Municipality: Akureyri
Postal Code: 600

Emergency Details

Type: Chest Pain - Suspected Acute Coronary Syndrome
Priority Level: F2
Response Time Goal: Within 20 minutes
Description:
65-year-old male, experiencing sudden onset of severe chest pain. Primary symptoms: Crushing chest pain radiating to left arm, shortness of breath, diaphoresis. Secondary symptoms: Nausea, dizziness. Patient is conscious but anxious. Skin is pale and clammy. Patient is sitting on a chair in his living room. Medical history: Hypertension, hyperlipidemia, type 2 diabetes. Medications: Metformin 1000mg twice daily, Atorvastatin 20mg daily, Lisinopril 20mg daily. Known allergy: Sulfa drugs.
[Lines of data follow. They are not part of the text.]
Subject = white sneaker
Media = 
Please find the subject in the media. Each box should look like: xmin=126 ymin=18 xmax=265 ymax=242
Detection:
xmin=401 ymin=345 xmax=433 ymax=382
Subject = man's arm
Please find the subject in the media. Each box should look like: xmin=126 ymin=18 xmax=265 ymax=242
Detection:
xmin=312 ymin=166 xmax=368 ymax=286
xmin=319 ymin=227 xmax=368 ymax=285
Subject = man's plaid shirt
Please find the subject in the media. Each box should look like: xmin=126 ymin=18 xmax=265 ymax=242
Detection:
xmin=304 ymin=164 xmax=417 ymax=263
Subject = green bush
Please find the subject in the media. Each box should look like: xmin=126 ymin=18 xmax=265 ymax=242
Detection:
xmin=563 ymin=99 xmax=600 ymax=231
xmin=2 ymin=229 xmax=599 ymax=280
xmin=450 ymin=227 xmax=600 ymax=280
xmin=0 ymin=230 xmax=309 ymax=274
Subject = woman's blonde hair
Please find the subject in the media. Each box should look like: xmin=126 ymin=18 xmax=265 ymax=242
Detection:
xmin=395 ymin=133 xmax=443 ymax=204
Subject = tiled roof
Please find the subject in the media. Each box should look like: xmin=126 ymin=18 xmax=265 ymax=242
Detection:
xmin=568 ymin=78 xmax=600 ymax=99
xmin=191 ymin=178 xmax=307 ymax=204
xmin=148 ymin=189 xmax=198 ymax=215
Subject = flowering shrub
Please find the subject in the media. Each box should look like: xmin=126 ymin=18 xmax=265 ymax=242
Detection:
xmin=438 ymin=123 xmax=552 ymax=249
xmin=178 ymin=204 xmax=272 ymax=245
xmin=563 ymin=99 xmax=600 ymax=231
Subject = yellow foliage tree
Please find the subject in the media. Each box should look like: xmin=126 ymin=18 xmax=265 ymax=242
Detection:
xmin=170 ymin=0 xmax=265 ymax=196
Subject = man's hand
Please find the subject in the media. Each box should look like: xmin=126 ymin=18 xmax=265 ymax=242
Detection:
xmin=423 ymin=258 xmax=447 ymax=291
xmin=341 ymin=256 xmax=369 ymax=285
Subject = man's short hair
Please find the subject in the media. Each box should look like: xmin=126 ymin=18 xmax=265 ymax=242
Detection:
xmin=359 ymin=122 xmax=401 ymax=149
Last meal was a sandwich at 13:00.

History of Events

Timeline:
1400 hours: Patient was watching TV when he experienced sudden chest pain
1402 hours: Pain intensified, radiating to left arm, shortness of breath
1403 hours: Patient became diaphoretic and nauseous
1405 hours: Patient called his son for help
1407 hours: Son arrived, called emergency services
1409 hours: Current time, patient still sitting on chair, in severe pain

Prior Events: Patient has a history of stable angina, no recent hospitalizations. Last medical check-up 6 months ago, routine follow-up. Patient is a former smoker, quit 10 years ago. No recent illnesses or injuries. Son reports patient has been stressed lately due to work issues.

Diagnostics

Initial Assessment

Initial Impression: Suspected Acute Coronary Syndrome (ACS) - possible Myocardial Infarction
Justification for F2 Classification:
- Presentation consistent with ACS: severe chest pain, radiation, diaphoresis, shortness of breath
- Risk factors: hypertension, hyperlipidemia, diabetes, previous angina
- Time-sensitive condition requiring rapid intervention to prevent further myocardial damage

Differential Diagnoses:
1. Myocardial Infarction (high probability)
2. Unstable Angina (likely)
3. Aortic Dissection (less likely, no back pain)
4. Pulmonary Embolism (less likely, no hemoptysis)
5. Esophageal Spasm (less likely, pain is not related to food intake)

Required Actions:
- Dispatch of ground EMS with ALS capabilities
- Immediate ECG acquisition and interpretation
- Administration of oxygen and aspirin if not contraindicated
- Preparation for transport to nearest hospital with cardiac catheterization capabilities
- Early hospital notification to activate cardiac team

Final Diagnosis

Emergency Call Transcript

Dispatcher Emergency services, what's your emergency?
Caller My father is having severe chest pain! He can't breathe well.
Dispatcher Okay, I'm sending help. What is your address?
Caller It's Hafnarstræti 22, apartment 3B, third floor in Akureyri.
Dispatcher Help is on its way. Can you tell me what happened?
Caller He was watching TV and suddenly got this terrible pain in his chest. It's going down his left arm. He's sweating and looks very pale.
Dispatcher Is he awake and talking to you?
Caller Yes, he's awake but very distressed. He says it feels like someone is sitting on his chest. He is feeling dizzy.
Dispatcher Does he have any medical conditions?
Caller Yes, he has high blood pressure, high cholesterol and diabetes. He takes pills for all of them.
Dispatcher Okay, the ambulance is on its way. Try to keep him calm. Don't let him move too much.
Caller Okay, thank you. I will stay with him.